Mon Jan 7, 2013, 12:43 AM
proud2BlibKansan (96,793 posts)
Rick Perry Versus the School Children of Texas
The conservatives of the Texas legislature are about to try again to fool the state's taxpayers into funding private schools with a voucher program. The Republican argument, which falls apart under scrutiny, has been that no child should be condemned to attend a failing public school. No conservative wants to talk about why the public school system might be troubled, however, nor do they contemplate the even greater long-term damages to be wrought by school choice.
All of this present and future harm belongs at the feet of shortsighted conservative politicians. As Governor Rick Perry was preparing to run for the GOP presidential nomination, he pushed the legislature to approve a $5.4 billion budget cut in Texas education. His transparent goal was political, and simply to build upon a no tax reputation, which, unsurprisingly, came at the expense of school children. The consequences of such a funding reduction were easily predicted. According to the Texas Higher Education Coordinating Board, Perry's money slashing occurred just as an additional 84,000 new students were entering Texas' public school system. School districts around the state were forced to reduce their operational expenses and had to fire 11,487 teachers and eliminate 15,000 staff positions.
The impact of this civic disaster might have been mitigated if Perry had urged the legislature to tap into the estimated $6 billion in the state's Rainy Day Fund. Instead, he continued with his fatuous contention that Texas needs to leave that money untouched in case of a natural disaster. The questions might easily be asked, "If it's not raining when we have to take $5.4 billion away from the education of our children, when in the hell is it raining? Do animals have to be walking in pairs?" The Rainy Day Fund, incidentally, was created by the Texas legislature to be a revenue source to help public education during difficult economic times. Natural disasters were not mentioned in the legislation.
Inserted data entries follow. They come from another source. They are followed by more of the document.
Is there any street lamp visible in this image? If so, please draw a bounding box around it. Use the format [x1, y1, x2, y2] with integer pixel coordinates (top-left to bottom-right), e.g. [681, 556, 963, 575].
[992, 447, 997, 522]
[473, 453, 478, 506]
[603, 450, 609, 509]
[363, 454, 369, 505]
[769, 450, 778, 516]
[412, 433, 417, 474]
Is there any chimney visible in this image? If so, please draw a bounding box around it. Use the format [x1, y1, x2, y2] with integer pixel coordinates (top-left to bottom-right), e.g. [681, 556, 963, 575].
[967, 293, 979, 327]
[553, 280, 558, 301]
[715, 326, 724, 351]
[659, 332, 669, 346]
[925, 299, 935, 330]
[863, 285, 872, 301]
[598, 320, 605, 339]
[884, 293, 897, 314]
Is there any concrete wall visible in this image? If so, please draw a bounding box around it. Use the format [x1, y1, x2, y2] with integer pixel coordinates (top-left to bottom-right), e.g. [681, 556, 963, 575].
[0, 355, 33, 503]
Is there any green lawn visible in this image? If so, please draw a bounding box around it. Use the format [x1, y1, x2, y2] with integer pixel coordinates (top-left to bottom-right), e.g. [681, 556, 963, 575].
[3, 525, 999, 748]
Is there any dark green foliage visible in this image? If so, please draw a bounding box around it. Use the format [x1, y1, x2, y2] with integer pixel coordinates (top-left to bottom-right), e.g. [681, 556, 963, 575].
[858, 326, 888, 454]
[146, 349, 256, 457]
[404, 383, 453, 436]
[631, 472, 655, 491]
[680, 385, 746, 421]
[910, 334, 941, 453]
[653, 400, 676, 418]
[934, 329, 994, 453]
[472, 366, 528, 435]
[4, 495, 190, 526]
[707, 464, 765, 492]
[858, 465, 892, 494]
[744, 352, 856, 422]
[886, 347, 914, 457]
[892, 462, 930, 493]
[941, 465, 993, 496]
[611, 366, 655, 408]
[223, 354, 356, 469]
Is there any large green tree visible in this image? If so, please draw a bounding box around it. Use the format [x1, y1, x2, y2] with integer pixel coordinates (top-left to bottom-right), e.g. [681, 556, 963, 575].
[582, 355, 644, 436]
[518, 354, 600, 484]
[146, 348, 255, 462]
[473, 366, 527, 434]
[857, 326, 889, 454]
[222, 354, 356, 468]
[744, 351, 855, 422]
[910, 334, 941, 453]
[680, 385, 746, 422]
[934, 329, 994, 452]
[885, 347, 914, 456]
The natural disaster claim by Perry is patently false, regardless. The federal government funds most natural disaster assistance and before the Rainy Day Fund can be used in such a fashion both the Texas House and Senate would need to approve with a two-thirds majority, which is wildly improbable for almost any issue. In any case, Perry didn't even ask them to consider the move after the Bastrop wildfires but he hid behind the natural disaster explanation.